On clear days, the island Dokdo is at a distance visible from the island Ulleungdo. Nevertheless, Shimane Prefecture in Japan has continued to celebrate Takeshima Day every year on February 22 since establishing the day back in 2006. On the 13th anniversary of the day in 2018, Takada Kiyoshi who heads the Cabinet Secretariat's Office of Policy Planning and Coordination on Territory and Sovereignty, participated in both the celebration and the symposium to commemorate the day, which is a first in the history of Takeshima Day celebrations. This is most likely part of Shimane Prefecture's strategy to turn a local issue into a national one, thereby making Dokdo a nationwide source of conflict and dispute.
To gain wider publicity for its territorial sovereignty claim over Dokdo, the Japanese government opened on January 25, 2018 an exhibition at the first underground floor of a public hall located inside Hibiya Park, Tokyo. The park itself is at the heart of Tokyo as is Gwanghwamun for Seoul. The exhibition displays old documents, maps, and various moving images to support Japan's argument that Dokdo has inherently been Japanese territory.
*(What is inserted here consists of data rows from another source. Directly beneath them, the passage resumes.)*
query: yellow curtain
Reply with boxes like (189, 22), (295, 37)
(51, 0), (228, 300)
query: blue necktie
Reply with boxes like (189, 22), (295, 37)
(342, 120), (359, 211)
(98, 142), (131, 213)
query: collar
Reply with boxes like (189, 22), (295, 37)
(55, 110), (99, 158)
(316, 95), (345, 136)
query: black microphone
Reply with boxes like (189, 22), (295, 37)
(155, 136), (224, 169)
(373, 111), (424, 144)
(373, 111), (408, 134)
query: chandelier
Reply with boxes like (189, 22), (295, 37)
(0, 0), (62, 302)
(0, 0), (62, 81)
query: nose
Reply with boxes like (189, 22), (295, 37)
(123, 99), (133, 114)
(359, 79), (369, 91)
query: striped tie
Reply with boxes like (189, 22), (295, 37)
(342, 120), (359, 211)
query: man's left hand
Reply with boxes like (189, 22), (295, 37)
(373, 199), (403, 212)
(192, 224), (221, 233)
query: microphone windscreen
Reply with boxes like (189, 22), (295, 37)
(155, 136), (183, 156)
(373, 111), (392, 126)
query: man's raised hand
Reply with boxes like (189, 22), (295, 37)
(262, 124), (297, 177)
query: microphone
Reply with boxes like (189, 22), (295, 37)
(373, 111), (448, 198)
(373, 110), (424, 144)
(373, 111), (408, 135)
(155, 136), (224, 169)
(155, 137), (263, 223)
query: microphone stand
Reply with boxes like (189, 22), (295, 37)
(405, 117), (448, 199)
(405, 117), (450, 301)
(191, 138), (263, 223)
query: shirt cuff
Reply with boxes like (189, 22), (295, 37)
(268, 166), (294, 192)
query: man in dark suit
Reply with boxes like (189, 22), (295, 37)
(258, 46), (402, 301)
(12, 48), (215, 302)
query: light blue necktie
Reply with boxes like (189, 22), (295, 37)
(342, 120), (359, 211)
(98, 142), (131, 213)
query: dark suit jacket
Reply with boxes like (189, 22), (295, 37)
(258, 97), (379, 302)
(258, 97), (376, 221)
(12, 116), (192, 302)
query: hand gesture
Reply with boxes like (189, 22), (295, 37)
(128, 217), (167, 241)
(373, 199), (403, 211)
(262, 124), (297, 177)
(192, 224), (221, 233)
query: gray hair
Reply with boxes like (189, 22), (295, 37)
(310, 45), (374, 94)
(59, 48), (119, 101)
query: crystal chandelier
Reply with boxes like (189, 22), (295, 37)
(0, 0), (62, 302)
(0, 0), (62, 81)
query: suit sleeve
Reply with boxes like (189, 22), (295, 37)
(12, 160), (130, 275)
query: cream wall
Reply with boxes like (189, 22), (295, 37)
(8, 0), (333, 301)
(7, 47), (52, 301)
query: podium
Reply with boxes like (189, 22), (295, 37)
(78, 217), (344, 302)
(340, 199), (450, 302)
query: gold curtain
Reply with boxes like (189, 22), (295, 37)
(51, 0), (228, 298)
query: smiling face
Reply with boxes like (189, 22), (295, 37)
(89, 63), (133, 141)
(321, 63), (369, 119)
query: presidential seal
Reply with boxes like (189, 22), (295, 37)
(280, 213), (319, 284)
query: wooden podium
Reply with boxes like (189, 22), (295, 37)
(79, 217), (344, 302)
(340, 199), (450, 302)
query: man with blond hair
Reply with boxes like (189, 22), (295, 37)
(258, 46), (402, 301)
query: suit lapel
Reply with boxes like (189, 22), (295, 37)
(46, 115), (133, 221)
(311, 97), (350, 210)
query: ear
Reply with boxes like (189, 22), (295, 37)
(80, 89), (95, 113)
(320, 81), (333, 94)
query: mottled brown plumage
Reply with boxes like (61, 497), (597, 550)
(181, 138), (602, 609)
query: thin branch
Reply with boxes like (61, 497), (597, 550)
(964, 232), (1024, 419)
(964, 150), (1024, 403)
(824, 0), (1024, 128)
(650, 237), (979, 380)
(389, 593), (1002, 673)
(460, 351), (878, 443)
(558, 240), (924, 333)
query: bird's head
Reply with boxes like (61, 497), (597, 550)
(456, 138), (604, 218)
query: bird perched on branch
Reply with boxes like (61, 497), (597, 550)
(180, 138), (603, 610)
Through Takeshima Day and the Territory and Sovereignty Exhibition in Hibiya Park, Japan wishes to claim that its people have been aware of Takeshima for a long time and incorporated the island into Shimane Prefecture in 1905, but Korea has been illegally occupying the island by going against international law to draw the Syngman Rhee Line.
Is there any truth in Japan's argument about Dokdo?
More than anything, it is a known fact that there is no original copy of the Shimane Prefectural Notice No. 40 which supposedly announced Japan's incorporation of Dokdo. Japan's explanation for the missing copy is that it was lost in a fire that erupted at the prefectural office on August 24, 1945. The Korean government, on the other hand, possesses various official documents from the past concerning the islands Ulleungdo and Dokdo. According to such documentation, the kingdom of Joseon on the Korean peninsula recognized Ulleungdo as part of its territory and implemented a policy of regularly surveilling the island. According to Dongguk munheonbigo, an encyclopedia of Korean documents and institutions, An Yong-bok was the one who proved that what the Japanese referred to as Matsushima (松島) was in fact the island long known to Joseon as Usando (芋山島), one of the former Korean names of Dokdo. Based on the Korean notion that "land is what has been inherited from our sovereign's ancestors," such records demonstrate that Joseon had already been specifically aware of Ulleungdo and Dokdo prior to 1770 and recognized the islands as part of Joseon's territory.
How the two islands were each recognized in late Joseon can be gleaned from multiple reports like the one by Jang Han-sang and other records such as Sinjeung dongguk yeojiseungnam, the Newly Expanded Gazetteer of Korea, as well as the aforementioned Dongguk munheonbigo published in 1770. Dongguk munheonbigo stipulates that Ulleungdo is what the Japanese called Takeshima (竹島), while Dokdo is what the Japanese called Matsushima. Moreover, Usando is understood as an island separate from Ulleungdo according to Jeungbo munheonbigo, the revised and expanded encyclopedia of Korean documents and institutions published in 1908.
By the modern times, King Gojong thought carefully about how to develop and manage Ulleungdo in the early 1880s. He must have at least consulted records like Sinjeung dongguk yeojiseungnam and Dongguk munheonbigo to grasp the island's history and figure out how livelihood and farming on the island can be stabilized. Based on the consistency of records from the Joseon period, King Gojong clearly seems to have acknowledged Ulleungdo and Dokdo as Joseon territory based on their historicity and had intended to defend the islands. Japan should therefore be ashamed of celebrating Takeshima Day based on a false argument about Dokdo and spreading such an argument by opening an exhibition on territory and sovereignty.